Sucede que se está experimentando la construcción del enemigo absoluto, como con los judíos y los gitanos bajo el fascismo nazi, como con los armenios en la Turquía de 1915, como con los serbios, croatas y bosniacos recíprocamente en la antigua Yugoslavia en los años 90; en nombre de una política que promete seguridad a cambio de renunciar a los principios de libertad, dignidad y civilidad, y que ofrece una indistinguible responsabilidad individual y colectiva, efectos y causas, males y remedios, que invoca a un gobierno fuerte y que pide a los ciudadanos que sean súbditos obedientes.

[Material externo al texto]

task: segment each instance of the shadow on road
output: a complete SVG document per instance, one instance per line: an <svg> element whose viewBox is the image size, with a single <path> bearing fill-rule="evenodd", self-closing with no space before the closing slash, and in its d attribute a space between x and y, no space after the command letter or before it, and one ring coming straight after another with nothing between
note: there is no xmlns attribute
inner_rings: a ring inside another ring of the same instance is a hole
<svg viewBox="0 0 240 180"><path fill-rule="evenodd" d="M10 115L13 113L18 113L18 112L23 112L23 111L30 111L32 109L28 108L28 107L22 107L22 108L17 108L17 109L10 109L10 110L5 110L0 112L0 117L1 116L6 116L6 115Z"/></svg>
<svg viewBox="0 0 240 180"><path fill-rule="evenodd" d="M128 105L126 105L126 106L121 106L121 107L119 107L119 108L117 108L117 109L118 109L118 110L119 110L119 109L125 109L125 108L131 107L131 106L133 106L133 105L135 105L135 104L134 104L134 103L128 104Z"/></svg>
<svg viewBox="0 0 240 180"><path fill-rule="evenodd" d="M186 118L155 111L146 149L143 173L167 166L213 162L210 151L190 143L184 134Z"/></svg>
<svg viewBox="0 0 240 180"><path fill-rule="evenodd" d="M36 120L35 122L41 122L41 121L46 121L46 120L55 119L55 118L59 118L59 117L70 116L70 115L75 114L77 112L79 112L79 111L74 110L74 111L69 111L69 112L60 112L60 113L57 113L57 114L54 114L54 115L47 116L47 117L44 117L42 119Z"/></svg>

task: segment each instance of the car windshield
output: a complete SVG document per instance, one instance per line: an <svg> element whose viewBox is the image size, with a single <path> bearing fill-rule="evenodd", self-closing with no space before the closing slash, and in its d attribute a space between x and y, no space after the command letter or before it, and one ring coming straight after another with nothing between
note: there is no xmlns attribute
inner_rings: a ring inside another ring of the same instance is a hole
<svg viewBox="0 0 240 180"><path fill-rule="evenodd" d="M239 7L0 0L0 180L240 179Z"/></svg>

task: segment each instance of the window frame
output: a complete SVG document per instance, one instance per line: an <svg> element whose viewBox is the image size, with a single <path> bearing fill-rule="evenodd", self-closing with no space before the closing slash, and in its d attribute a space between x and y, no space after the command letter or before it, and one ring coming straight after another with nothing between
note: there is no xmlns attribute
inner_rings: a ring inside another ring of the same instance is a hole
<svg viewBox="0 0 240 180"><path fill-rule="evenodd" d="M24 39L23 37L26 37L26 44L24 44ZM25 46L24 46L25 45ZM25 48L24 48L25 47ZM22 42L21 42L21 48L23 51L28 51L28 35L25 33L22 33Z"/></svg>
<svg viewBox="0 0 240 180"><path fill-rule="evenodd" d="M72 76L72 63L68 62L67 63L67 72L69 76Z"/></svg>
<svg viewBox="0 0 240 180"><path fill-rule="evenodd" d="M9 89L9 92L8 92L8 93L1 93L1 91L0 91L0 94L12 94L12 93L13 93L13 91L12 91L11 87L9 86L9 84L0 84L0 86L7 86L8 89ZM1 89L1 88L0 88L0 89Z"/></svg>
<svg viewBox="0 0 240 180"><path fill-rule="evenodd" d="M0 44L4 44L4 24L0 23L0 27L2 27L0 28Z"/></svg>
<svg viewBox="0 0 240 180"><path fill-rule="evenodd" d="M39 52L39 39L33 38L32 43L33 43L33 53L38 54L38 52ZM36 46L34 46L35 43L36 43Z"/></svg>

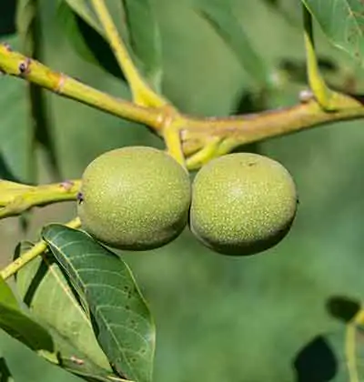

Solamente falta que alguien desempolve del desván de la intolerancia el triángulo negro de los asociales: la mancha de la infamia que los nazis cosían en las ropas de los gitanos.
Y no parece que sea la última etapa, por ahora, de una prolongada guerra contra los pobres. De frente a todo esto no podemos mantenernos indiferentes.
No nos pertenecen el silencio, la renuncia al derecho de crítica ni la interrupción de la inteligencia y de la razón.
Delitos individuales no justifican castigos colectivos.
Ser rumano o gitano no es una forma de “concurso moral”.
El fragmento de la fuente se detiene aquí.